Back in January I’d made a final mockup of the in-progress “Game Board” map, with almost-finished labels (and many stories behind them)—a big leap from where it started in summer 2019. Even then it was only the latest iteration of something I’d been plugging away at for decades, and that needed to change.

While I have lots of free time for personal projects at the moment, if I’m optimistic there’s no guarantee that’ll last all year, so for 2022 I’ve resolved to be more methodical about “finishing” stuff—one project at a time, as if it were paying work—starting with this one. Finishing it feels like a big step in the right direction, because the whole “Keirtography” idea launched soon after I rejiggered this map into “found texture” style, on my own time, while the pandemic first set in.

Before posterizing this map, I revisited two recent posts that helped me shape it.

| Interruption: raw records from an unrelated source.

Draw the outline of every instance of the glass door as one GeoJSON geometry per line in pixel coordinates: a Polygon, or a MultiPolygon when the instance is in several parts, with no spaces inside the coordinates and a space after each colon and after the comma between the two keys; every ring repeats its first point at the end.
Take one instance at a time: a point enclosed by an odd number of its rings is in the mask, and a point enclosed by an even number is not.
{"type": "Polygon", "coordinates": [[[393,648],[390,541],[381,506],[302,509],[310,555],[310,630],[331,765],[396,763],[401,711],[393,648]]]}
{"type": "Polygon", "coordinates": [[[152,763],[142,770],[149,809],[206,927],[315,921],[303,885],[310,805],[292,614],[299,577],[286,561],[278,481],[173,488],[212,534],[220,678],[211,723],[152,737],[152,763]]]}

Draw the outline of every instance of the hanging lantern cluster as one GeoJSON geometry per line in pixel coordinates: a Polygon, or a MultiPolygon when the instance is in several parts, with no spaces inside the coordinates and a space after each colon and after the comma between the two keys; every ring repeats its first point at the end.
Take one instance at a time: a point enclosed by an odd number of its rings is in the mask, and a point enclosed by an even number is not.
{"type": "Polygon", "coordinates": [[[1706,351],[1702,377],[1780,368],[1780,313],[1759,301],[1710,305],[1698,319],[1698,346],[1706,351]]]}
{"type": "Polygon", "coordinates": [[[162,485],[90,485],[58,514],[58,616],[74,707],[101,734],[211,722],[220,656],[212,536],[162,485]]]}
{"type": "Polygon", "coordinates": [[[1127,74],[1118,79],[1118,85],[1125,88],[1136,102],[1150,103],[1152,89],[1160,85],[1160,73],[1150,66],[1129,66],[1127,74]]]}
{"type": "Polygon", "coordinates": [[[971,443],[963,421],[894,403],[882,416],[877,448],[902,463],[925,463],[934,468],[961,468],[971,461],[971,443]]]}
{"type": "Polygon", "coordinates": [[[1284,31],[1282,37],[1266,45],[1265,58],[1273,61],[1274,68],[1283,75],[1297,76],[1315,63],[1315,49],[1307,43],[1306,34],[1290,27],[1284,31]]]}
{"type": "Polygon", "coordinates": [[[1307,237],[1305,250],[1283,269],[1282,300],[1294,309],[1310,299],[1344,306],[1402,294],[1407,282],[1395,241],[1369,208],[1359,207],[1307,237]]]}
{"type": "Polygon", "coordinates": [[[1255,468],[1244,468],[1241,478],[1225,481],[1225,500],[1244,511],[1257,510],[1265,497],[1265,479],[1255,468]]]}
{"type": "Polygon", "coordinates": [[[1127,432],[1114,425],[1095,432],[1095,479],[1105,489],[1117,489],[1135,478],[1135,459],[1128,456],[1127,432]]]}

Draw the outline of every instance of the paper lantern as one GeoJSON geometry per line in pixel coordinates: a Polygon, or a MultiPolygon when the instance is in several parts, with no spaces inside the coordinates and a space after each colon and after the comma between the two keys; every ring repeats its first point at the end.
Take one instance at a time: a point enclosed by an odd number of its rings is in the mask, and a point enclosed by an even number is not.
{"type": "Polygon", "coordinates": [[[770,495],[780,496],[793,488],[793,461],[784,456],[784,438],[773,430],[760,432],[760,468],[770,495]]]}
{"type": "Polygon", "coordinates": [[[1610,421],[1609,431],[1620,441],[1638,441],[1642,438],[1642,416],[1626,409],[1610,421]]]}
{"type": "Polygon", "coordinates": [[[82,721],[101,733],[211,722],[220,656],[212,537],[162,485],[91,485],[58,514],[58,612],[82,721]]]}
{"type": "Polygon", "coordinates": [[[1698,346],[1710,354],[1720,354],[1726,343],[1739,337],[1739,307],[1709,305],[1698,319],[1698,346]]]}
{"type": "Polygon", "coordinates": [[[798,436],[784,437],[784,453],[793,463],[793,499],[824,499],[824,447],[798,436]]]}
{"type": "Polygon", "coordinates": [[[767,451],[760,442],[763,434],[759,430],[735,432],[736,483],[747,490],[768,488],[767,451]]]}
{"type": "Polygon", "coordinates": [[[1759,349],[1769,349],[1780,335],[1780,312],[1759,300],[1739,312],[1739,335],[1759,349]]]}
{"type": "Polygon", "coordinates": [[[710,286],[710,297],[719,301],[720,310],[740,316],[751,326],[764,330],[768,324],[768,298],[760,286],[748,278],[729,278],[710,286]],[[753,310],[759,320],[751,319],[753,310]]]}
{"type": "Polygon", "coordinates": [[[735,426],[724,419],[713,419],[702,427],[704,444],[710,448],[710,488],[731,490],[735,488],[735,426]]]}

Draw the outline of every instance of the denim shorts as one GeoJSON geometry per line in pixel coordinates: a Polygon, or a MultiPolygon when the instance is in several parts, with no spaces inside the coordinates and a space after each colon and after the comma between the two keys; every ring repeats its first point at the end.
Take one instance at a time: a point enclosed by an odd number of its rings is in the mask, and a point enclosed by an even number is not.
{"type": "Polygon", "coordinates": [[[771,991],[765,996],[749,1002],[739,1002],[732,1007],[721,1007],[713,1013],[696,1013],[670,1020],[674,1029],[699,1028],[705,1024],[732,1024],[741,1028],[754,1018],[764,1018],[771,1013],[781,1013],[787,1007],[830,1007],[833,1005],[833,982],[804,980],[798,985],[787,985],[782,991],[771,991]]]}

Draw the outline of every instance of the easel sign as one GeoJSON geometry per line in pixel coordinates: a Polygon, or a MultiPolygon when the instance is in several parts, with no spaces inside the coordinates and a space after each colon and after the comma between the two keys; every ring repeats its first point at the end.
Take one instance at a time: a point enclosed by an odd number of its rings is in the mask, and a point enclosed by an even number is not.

One was “Here at the End of All Things” by Adrian Daub for Longreads, and another one was “Fantasy Maps Don’t Belong in the Hands of Fantasy Characters” by Jonathan Crowe for Tor. I don’t agree with everything they cover—I’m trying to not become a cartographic Ryan Gosling screaming about Papyrus—but they were good places to start, and helped me end up here.

It was important to be proactive, making my own maps in my own style as a positive response to other fantasy maps I don’t care for. Kinda like homebrewing my own D&D campaign instead of griping when certain big scifi/fantasy franchises didn’t end well in 2019.

I should also say this was all done with Adobe software. I already use Adobe for work (it’s what I know) so I don’t use programs like Inkarnate or Wonderdraft because I’m not interested in making the very popular/common style of fantasy maps these programs seemed designed to create. Unlike other map artists, I don’t have a Ko-Fi, Kickstarter, Discord, TikTok, or Twitch. My Tumblr is long gone. My Patreon is moribund. I don’t do giveaways. I don’t make process videos or reels of any kind.

They’re not bad, but they’re not my thing. So instead of being gripey about the styles I don’t care for, I like to say “I’m your guy if you want a unique map style,” because that’s both positive and true. I’ll also quote one of the best bits of wisdom someone’s ever said to me:

“I just want to make maps and vibe.”Carl Churchill

In that spirit: coming later in 2022, a found-texture fantasy gazetteer!